Nauka

Unia Europejska i zakaz geoinżynierii słonecznej: Czy to koniec naszych klimatycznych zawirowań?

2024-12-11

Autor: Andrzej

Wyobraźmy sobie, że nasza planeta to przegrzany piec. Geoinżynieria słoneczna to technika, której celem jest obniżenie temperatury poprzez odbijanie części promieni słonecznych z powrotem w kosmos. Od dziesięcioleci naukowcy proponują różnorodne technologie mające na celu przeciwdziałanie globalnemu ociepleniu, które mają potencjał do ochrony naszej planety przed ekstremalnymi zjawiskami pogodowymi oraz podnoszeniem się poziomu mórz.

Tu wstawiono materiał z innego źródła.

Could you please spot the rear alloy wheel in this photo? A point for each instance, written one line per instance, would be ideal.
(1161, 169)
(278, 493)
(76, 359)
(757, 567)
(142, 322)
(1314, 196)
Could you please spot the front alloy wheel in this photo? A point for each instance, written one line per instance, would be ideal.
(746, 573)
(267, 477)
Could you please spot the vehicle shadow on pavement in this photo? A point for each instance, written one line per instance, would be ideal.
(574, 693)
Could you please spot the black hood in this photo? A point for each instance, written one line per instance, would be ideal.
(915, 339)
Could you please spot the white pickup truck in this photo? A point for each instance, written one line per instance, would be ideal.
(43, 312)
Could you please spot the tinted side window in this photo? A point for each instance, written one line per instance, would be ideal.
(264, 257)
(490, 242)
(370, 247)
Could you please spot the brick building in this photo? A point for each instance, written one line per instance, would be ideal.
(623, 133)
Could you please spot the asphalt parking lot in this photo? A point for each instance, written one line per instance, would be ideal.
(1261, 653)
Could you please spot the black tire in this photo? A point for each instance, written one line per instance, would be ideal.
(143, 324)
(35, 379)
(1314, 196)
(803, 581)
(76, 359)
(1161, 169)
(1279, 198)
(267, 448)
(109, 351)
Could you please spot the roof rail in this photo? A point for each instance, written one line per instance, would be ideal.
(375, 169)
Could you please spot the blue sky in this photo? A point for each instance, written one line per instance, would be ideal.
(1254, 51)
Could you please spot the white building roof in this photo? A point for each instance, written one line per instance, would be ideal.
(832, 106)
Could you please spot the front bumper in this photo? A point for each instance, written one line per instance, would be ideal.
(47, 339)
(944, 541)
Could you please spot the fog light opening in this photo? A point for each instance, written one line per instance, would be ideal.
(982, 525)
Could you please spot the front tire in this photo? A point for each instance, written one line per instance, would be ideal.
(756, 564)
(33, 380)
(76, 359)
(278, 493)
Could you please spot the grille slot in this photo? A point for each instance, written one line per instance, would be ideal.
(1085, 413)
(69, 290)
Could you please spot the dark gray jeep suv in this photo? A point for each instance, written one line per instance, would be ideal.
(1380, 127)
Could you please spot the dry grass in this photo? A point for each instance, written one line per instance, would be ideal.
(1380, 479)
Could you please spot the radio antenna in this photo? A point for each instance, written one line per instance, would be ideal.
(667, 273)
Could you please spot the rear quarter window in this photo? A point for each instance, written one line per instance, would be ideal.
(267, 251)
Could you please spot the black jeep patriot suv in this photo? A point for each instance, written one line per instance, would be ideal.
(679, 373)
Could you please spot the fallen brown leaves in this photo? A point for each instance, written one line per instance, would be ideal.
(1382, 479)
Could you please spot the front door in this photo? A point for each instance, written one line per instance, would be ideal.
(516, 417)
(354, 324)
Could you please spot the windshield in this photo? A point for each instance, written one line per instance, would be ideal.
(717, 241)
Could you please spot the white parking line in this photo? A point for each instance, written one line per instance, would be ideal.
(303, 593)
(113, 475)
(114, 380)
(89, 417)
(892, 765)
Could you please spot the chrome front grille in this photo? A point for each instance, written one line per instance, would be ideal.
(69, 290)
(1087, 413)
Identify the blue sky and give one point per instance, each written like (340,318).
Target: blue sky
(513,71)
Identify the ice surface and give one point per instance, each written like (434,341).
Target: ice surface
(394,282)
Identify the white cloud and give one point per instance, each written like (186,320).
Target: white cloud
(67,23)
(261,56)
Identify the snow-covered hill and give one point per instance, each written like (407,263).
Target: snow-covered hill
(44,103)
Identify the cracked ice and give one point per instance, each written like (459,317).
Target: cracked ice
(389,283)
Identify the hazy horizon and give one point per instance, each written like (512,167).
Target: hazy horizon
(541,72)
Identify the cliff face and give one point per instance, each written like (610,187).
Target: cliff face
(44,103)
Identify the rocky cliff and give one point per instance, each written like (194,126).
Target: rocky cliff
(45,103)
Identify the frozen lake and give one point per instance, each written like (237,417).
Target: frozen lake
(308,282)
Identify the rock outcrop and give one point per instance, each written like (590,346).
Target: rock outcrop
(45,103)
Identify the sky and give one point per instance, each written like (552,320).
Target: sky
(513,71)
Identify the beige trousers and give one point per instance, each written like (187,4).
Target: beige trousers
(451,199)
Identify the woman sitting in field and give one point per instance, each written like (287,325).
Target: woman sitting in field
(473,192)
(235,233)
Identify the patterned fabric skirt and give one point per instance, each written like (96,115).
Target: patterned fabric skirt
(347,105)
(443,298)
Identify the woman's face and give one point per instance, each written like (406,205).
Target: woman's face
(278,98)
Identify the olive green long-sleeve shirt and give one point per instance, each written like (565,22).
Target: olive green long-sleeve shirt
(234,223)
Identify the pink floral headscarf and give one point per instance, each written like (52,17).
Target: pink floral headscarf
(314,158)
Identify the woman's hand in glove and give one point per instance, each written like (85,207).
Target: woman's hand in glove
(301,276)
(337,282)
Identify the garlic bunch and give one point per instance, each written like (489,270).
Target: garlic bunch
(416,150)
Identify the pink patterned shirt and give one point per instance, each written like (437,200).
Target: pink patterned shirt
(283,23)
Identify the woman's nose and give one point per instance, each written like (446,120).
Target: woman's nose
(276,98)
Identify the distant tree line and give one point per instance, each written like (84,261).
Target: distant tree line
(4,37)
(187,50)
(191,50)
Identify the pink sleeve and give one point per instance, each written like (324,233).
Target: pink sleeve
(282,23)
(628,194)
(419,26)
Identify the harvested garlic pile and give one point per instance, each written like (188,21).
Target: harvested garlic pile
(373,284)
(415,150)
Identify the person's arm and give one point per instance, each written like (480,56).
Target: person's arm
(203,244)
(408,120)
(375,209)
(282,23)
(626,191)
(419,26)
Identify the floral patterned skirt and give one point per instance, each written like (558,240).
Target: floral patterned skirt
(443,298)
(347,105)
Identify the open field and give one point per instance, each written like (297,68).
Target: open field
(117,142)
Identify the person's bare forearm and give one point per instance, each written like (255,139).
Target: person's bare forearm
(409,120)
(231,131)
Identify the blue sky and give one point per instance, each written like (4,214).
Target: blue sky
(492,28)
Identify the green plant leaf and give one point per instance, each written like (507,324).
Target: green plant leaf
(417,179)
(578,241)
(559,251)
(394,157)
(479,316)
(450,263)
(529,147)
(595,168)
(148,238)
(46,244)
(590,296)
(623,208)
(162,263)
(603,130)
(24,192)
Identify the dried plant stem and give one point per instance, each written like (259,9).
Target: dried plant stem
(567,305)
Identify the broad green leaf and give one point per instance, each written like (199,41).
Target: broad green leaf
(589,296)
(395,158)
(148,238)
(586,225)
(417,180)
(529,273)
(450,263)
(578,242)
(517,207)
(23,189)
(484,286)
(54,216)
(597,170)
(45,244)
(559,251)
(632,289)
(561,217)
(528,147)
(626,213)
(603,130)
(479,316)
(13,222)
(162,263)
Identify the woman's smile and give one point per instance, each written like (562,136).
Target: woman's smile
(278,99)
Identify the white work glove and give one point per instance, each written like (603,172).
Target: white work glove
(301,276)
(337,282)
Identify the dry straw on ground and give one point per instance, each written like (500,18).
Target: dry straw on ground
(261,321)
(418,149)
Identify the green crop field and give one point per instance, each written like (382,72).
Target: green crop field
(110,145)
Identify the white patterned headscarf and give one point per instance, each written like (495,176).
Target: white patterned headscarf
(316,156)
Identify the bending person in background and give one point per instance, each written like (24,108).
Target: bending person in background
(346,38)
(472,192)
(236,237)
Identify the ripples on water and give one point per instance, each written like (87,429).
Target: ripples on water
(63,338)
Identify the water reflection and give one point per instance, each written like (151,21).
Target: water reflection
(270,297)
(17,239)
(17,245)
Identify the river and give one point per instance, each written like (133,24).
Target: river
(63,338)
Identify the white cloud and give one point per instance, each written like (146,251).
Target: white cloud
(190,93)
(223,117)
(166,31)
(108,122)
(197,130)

W świecie nauki pojawiają się niezwykle kontrowersyjne pomysły. Jednym z nich jest np. zasypanie nieba miliardami ton diamentów, co miałoby pomóc w odbijaniu promieni słonecznych. Jednak to nie koniec! Proponowane są również ogromne lustra na orbitach, rozjaśnienie chmur czy wytwarzanie chmur z pyłu księżycowego w celu zablokowania słonecznych promieni.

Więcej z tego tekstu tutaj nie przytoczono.